Anya Magnuson, a journalism sophomore in the Walter Cronkite School of Journalism and Mass Communication, also works at ASU as a photographer. In her backpack she carries an athletics press badge, Canon 5D Mark iii, Canon 24-70 f2.8, Canon 70-200 f2.8, SD cards, compact flash cards, a compact flash card reader, a bag of flash drives and of course her U-pass and a "life bag" that includes a toothbrush, makeup and deodorant. Forgetting her Upass, camera or the card reader would make the day pretty bad, Manguson said. 

Makayla Menges, senior, digital culture

Top row: Pencils, colored pencils, pens, Sharpies and a Pokemon bag. Middle row: Chargers, lotions, keys, notebooks. Bottom row: charger, earbuds, keys, water bottle, textbook, wallet.

Makayla Menges, a digital culture media processing senior in the Herberger Institute for Design and the Arts, keeps it simple in her bag. She carries a variety of colored pencils and pens for drawing.

“I actually don’t know why I enjoy drawing. It’s actually really frustrating to me,” Menges said. “It’s almost like a challenge, I like challenges and it's something for my brain to do.” 

She also carries lotion, a spare phone charger, water bottle, her LSAT book as she prepares for the test on Dec. 2 and finally her blue notebook, in which she draws, takes notes in class and writes down her thoughts on the different video games she plays. 

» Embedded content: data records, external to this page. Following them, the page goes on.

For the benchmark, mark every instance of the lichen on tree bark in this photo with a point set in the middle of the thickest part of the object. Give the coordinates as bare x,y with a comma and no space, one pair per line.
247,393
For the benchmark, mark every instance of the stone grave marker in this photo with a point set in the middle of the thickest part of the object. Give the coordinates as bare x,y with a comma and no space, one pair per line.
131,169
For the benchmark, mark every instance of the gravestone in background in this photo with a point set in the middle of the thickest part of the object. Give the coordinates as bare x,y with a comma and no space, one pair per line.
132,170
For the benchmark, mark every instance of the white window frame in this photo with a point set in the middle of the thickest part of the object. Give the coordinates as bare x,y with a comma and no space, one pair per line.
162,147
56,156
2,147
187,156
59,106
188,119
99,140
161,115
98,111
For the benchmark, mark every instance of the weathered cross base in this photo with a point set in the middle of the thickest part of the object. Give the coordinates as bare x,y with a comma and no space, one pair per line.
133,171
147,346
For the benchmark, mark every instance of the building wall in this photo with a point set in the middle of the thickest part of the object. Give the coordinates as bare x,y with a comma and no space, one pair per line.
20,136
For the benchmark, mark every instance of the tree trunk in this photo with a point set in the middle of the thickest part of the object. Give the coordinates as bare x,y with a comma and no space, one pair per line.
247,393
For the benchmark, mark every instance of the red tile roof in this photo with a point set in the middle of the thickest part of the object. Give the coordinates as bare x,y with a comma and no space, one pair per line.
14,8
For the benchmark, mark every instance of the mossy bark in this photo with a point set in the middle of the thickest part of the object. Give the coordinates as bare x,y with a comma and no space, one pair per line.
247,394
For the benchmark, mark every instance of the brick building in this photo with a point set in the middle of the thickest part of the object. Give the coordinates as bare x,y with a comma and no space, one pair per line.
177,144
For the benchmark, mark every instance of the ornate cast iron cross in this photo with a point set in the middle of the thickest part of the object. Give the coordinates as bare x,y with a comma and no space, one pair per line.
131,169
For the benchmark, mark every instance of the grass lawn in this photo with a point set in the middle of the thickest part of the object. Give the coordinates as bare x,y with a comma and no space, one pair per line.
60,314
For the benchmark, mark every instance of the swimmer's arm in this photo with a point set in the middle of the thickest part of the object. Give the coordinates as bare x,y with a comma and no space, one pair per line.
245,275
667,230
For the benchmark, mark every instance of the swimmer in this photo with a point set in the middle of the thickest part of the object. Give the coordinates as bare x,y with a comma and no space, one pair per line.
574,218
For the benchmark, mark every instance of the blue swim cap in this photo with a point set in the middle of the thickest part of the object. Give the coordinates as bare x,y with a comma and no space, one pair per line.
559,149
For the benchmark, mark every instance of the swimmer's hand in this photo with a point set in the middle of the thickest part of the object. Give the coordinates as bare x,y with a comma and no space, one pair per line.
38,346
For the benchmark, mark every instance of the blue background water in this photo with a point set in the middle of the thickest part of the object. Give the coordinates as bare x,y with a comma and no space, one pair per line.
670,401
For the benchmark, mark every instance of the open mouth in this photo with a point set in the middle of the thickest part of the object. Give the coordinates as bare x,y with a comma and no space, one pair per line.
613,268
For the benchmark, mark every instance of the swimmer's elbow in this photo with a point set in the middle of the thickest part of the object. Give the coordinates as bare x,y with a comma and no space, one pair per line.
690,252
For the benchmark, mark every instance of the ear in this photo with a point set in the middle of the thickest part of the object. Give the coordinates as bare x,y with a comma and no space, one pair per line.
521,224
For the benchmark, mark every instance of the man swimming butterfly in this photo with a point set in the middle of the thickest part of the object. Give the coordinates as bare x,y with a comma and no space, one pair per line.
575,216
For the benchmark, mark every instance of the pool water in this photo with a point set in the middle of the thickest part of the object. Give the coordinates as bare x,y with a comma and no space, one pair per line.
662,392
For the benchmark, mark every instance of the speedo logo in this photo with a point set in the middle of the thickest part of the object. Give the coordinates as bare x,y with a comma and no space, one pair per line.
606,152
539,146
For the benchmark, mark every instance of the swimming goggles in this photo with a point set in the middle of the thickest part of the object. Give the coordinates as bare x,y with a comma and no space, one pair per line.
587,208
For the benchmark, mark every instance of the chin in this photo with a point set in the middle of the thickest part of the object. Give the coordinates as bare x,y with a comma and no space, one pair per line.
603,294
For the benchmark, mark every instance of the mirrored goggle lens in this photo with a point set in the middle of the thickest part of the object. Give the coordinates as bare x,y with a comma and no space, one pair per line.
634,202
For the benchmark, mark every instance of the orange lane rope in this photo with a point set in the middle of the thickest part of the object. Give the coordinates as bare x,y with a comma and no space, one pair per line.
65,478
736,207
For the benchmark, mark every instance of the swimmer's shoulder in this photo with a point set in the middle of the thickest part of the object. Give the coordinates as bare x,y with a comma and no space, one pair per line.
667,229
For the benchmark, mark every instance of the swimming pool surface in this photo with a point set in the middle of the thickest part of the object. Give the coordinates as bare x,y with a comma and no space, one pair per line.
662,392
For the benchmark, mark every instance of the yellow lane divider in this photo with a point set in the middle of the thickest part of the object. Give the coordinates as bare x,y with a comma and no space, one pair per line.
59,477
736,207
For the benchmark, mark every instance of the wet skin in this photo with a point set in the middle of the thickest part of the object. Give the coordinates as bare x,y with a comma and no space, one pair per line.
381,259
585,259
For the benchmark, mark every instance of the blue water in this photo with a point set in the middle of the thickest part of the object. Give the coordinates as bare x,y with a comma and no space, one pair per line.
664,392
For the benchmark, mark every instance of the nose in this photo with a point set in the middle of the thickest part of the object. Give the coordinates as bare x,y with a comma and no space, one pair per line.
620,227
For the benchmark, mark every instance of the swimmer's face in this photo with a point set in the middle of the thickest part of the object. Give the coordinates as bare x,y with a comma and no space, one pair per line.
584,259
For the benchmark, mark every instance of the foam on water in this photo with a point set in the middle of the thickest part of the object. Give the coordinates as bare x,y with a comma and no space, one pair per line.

Alvin Huff, graduate student, art 

First column, top to bottom: Rasps and utility knives for sculpting, wrist cuff, laptop. Second column, top to bottom: VGA adaptor, X-Acto knife blades, sunglasses holder. Third column: Flash drives, pens, tokens from a brewery conference. Fourth column, top to bottom: Charger, receipts. 

Graduate metal sculptor Alvin Huff, from the Herbeger Institute for Design and the Arts, keeps small tools to file plaster mold edges and razors to separate the rubber molds he’ll use for lost wax casting.  

“I’ll turn that around and put that in another ceramic shell and then melt out the wax and then fill the void with aluminum," Huff said.

He also has receipts from Home Depot and machine shops, and tokens from a brewery conference in Las Vegas, as he is a part-time beer brewer. Huff also works in IT at ASU, so he carries around items such as a VGA adapter and flash drives.